I will. Let me tell you a little about our business because it influences our decisions.
Our/University of Colorado’s reason for using The OMOP CDM is a little different than most active forum users. We use the OMOP CDM as our primary data warehouse and deliver (just starting this phase now) datasets to our customers (providers, managers in the hospital system doing QA/QI, PhD students, professors, and all our data collaborators). We do incremental loads from the source through the pipeline to OMOP every day. We do not do the analytics. If we can’t use the OMOP CDM to deliver datasets to our customer, maintaining OMOP would be prohibitive. All these factors give us a different perspective.

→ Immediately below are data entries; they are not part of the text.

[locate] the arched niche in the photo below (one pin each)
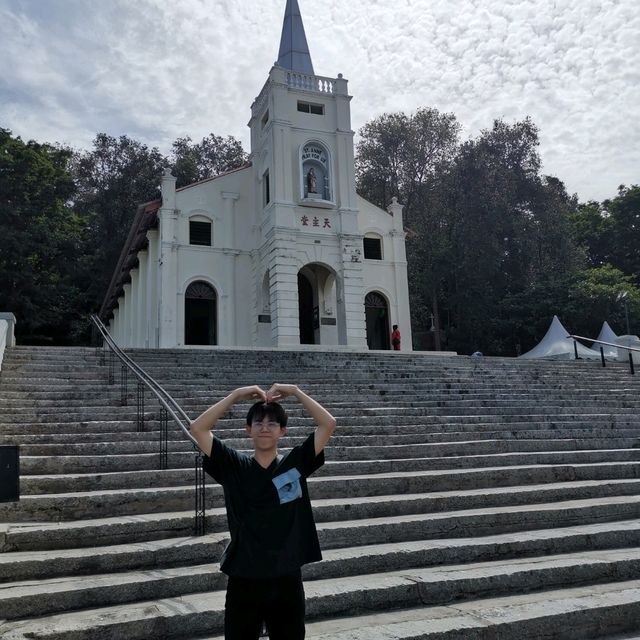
(376, 307)
(200, 314)
(315, 172)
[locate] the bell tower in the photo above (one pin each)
(303, 163)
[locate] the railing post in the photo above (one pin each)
(164, 437)
(140, 406)
(123, 385)
(199, 524)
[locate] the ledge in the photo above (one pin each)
(317, 203)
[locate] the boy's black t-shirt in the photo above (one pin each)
(270, 519)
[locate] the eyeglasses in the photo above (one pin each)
(266, 425)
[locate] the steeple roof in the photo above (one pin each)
(294, 51)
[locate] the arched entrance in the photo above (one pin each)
(377, 318)
(200, 314)
(306, 310)
(317, 304)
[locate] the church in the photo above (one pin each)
(280, 252)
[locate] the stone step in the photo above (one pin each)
(365, 450)
(356, 436)
(389, 412)
(558, 614)
(372, 484)
(332, 534)
(350, 426)
(345, 561)
(185, 613)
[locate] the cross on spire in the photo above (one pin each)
(294, 51)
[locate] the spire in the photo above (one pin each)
(294, 51)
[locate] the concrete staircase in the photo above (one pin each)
(462, 498)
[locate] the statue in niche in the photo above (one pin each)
(312, 181)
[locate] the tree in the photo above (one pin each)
(406, 156)
(112, 179)
(41, 240)
(624, 214)
(595, 296)
(211, 156)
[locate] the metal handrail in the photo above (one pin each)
(169, 406)
(609, 344)
(165, 399)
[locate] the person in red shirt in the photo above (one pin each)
(395, 338)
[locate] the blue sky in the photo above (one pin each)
(157, 70)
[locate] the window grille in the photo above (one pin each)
(372, 249)
(200, 233)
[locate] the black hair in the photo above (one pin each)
(270, 410)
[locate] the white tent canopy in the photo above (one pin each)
(556, 345)
(607, 335)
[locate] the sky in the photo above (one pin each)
(156, 70)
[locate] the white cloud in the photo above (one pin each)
(157, 70)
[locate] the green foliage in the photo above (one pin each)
(41, 240)
(601, 291)
(409, 157)
(212, 156)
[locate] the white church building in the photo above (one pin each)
(278, 253)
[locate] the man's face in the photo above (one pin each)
(265, 433)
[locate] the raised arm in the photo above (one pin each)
(325, 421)
(201, 427)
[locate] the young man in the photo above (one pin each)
(270, 519)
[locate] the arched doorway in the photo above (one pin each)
(200, 314)
(377, 318)
(306, 310)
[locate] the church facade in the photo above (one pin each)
(278, 253)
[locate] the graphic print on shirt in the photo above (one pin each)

We did this mostly in parallel with the goal of mapping
codes first. The Person table is easy, the Visit table took more work, but only because the source has a different view of a visit than the OHDSI community. It took a couple days of using Usagi to go from 86% to 99% of drugs administered to a patient being mapped to a standard concept, which was easy because drug names are fairly standardized. Conditions and Procedures are tough because the terminology varies from source names to target concepts. And social history (tobacco, alcohol, drugs) is a beast. We are also working on other data that belongs in the Observation table. This data is mostly unmapped, but also not used in network studies (pain, scoring systems, ventilator settings, etc.) @Christian_Reich.
Organizing the data is a lot of work and very error prone. As @mgkahn stated, we take very large spreadsheets of local codes and put them in to Usagi one domain at a time. Then the output is altered to fit the Concept and Concept Relationship tables (@Christian_Reich help here) - also an error prone step. Next is uploading them to the necessary tables and testing for accuracy. All of this is very time consuming. Yes, a lot of work, but the time savings, especially with using the hierarchies, makes the effort worth it, I hope We haven’t put this into production.
I would put in only the necessary data, not everything, just what is going to be used, in to the source_value column during the ETL. I suggest putting in the local code and the name separated with a delimiter. You will want to get on the standard side of the model as quickly as possible to leverage the vocabulary. The power of the OMOP CDM is in the vocabularies! Leveraging one concept and its hierarchy is much easier than using a string search to find all relevant concepts and then listing out each concept (error prone).
Put the data where it belongs or the tools won’t work. But if it doesn’t belong in any other domain, it goes into the Observation table and SQL will pull it out.
I’m happy to share or elaborate, @TCKeen!